Vielen Dank im Voraus und liebe Grüße,
Johannes


----------



## peiner freak (23. April 2013)

*AW: Zwergwelse verwerten*

ich filetier die und hänge sie in die räuchertonne ....


----------



## chester (23. April 2013)

*AW: Zwergwelse verwerten*

Ich kenn die Qualität des Zwergwelsfleisches nicht, aber wie wäre es wenn du dir nen lecker Fischfond ziehst? Den benutzt du dann als Grundlage für lecker Suppen oder Saucen für bekannte Speisefische.


----------



## Schneidi (23. April 2013)

*AW: Zwergwelse verwerten*

ein paar brassen  einen karpfen oder so dazul. und ab durch den wolf zum fischküchle machen


----------



## LdaRookie (23. April 2013)

*AW: Zwergwelse verwerten*

Mit den Muskelgräten wird man auch gut fertig, wenn man den Fisch beizt... Also in Essig einlegen, dann wird den Gräten der Kalk entzogen und sie werden so weich, dass man sie ohne Probleme mitessen kann...

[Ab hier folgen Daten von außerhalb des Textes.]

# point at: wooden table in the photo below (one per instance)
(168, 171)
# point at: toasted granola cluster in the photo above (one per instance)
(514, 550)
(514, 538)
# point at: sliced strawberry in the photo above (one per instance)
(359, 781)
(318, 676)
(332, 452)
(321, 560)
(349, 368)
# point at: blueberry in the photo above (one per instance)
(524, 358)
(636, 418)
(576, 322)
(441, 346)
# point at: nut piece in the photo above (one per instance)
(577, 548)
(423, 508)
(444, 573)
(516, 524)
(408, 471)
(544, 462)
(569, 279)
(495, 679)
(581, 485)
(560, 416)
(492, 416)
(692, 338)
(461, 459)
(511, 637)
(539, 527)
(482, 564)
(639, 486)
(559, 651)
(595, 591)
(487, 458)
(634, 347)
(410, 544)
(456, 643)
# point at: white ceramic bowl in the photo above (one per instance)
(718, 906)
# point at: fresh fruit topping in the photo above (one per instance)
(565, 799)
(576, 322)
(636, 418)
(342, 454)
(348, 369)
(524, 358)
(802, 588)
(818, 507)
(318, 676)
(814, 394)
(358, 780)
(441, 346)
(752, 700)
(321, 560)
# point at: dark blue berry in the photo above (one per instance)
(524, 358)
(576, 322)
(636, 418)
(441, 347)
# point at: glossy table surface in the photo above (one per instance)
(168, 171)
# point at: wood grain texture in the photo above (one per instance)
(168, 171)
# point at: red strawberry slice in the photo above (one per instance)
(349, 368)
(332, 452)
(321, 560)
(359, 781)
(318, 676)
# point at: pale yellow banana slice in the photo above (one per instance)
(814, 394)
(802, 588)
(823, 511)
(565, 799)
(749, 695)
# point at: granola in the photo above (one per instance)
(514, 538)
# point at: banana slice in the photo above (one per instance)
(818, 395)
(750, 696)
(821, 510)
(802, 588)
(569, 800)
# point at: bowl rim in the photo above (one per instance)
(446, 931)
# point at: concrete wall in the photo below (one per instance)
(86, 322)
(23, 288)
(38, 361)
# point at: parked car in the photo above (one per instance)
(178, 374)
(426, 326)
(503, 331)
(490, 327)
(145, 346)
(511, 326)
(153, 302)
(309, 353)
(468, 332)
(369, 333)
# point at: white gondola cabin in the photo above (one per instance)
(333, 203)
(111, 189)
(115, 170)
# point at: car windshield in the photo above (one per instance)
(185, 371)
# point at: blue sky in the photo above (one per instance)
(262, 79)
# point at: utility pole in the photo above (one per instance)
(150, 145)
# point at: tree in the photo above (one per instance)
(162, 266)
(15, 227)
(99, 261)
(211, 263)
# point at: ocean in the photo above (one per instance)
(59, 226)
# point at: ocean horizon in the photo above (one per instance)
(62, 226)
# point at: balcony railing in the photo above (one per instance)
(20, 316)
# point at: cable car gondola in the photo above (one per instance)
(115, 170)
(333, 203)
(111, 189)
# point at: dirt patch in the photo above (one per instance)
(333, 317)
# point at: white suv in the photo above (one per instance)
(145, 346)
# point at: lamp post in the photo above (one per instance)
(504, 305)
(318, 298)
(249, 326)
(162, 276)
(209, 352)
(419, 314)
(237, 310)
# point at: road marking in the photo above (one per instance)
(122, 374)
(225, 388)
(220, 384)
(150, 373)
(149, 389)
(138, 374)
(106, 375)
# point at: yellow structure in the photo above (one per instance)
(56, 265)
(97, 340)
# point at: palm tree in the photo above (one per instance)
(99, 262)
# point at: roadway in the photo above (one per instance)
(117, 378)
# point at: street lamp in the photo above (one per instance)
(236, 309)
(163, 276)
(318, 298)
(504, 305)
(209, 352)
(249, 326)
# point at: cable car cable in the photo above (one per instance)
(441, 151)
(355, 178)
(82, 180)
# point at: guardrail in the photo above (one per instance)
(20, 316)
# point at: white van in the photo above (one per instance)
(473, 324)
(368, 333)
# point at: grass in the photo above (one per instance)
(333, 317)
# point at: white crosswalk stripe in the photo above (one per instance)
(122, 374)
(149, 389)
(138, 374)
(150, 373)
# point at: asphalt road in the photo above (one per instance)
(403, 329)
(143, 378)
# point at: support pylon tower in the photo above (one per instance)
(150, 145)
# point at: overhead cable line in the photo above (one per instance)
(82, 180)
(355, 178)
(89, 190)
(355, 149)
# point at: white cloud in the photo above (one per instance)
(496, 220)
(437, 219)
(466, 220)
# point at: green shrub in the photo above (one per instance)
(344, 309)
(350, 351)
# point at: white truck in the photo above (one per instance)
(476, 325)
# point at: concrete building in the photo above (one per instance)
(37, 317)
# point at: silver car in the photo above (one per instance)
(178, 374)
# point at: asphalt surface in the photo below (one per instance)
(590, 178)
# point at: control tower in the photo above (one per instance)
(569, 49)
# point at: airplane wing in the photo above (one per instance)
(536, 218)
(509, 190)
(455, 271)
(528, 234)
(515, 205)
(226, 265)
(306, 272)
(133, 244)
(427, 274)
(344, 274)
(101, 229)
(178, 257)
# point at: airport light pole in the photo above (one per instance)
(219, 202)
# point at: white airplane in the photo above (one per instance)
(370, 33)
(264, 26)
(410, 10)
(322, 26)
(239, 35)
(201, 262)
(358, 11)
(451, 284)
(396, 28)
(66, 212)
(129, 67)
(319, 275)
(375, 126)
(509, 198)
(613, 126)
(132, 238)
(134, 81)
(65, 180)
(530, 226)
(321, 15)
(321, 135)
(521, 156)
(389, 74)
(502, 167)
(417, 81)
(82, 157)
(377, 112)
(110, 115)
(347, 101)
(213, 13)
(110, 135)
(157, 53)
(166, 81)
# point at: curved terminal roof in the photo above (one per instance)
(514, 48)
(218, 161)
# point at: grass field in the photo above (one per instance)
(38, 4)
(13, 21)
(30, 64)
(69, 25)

Gibt genügend Rezepte für recht leckere Beizen... und man kann den Fisch so eingelegt ziemlich lange im Kühlschrank aufbewahren...

Kann man dann roh, also nur gebeizt essen oder den gebeizten Fisch braten/grillen, was ich bevorzugen würde, weil mir nur gebeizter Fisch eher zu sauer ist....


----------



## Michael Thinius (23. April 2013)

*AW: Zwergwelse verwerten*

Bratet die Zergwelse und legt sie sauer ein. Schmeckt super!


----------



## Gitarrist (23. April 2013)

*AW: Zwergwelse verwerten*

Ok danke für die Tipps. Beizen und Fischküchle kann ich ja beides mal probieren.



Schneidi schrieb:


> ein paar brassen  einen karpfen oder so dazul. und ab durch den wolf zum fischküchle machen



Und kann man da den kompletten Fisch (bzw. ohne Kopf, der ist ja eh schon ab) nehmen, mitsamt Wirbelsäule und Fleischgräten?

Danke nochmal!
Johannes


----------



## Schneidi (23. April 2013)

*AW: Zwergwelse verwerten*



Gitarrist schrieb:


> Ok danke für die Tipps. Beizen und Fischküchle kann ich ja beides mal probieren.
> 
> 
> 
> ...



Ne lieber filitieren so mach ich das. Mit wirbelsäule und haut hab ich das jetzt noch nie gemacht


----------



## schumi9 (23. April 2013)

*AW: Zwergwelse verwerten*

Hei Johannes,

häng sie doch einfach in den Rauch.

Kannst dann immer noch Klopse draus machen, da sich nach dem Räuchern das Grätengerüst viel leichter löst und man nicht soviel Verschnitt wie beim Filetieren hat.

Gruß vom schumi


----------



## kleinerWelli (7. Oktober 2013)

*AW: Zwergwelse verwerten*

Ich haenge meine in den raeucherschrank.

Ganze familie ist wild drauf.schmeckt aehnlich geraeuchertem schinken


----------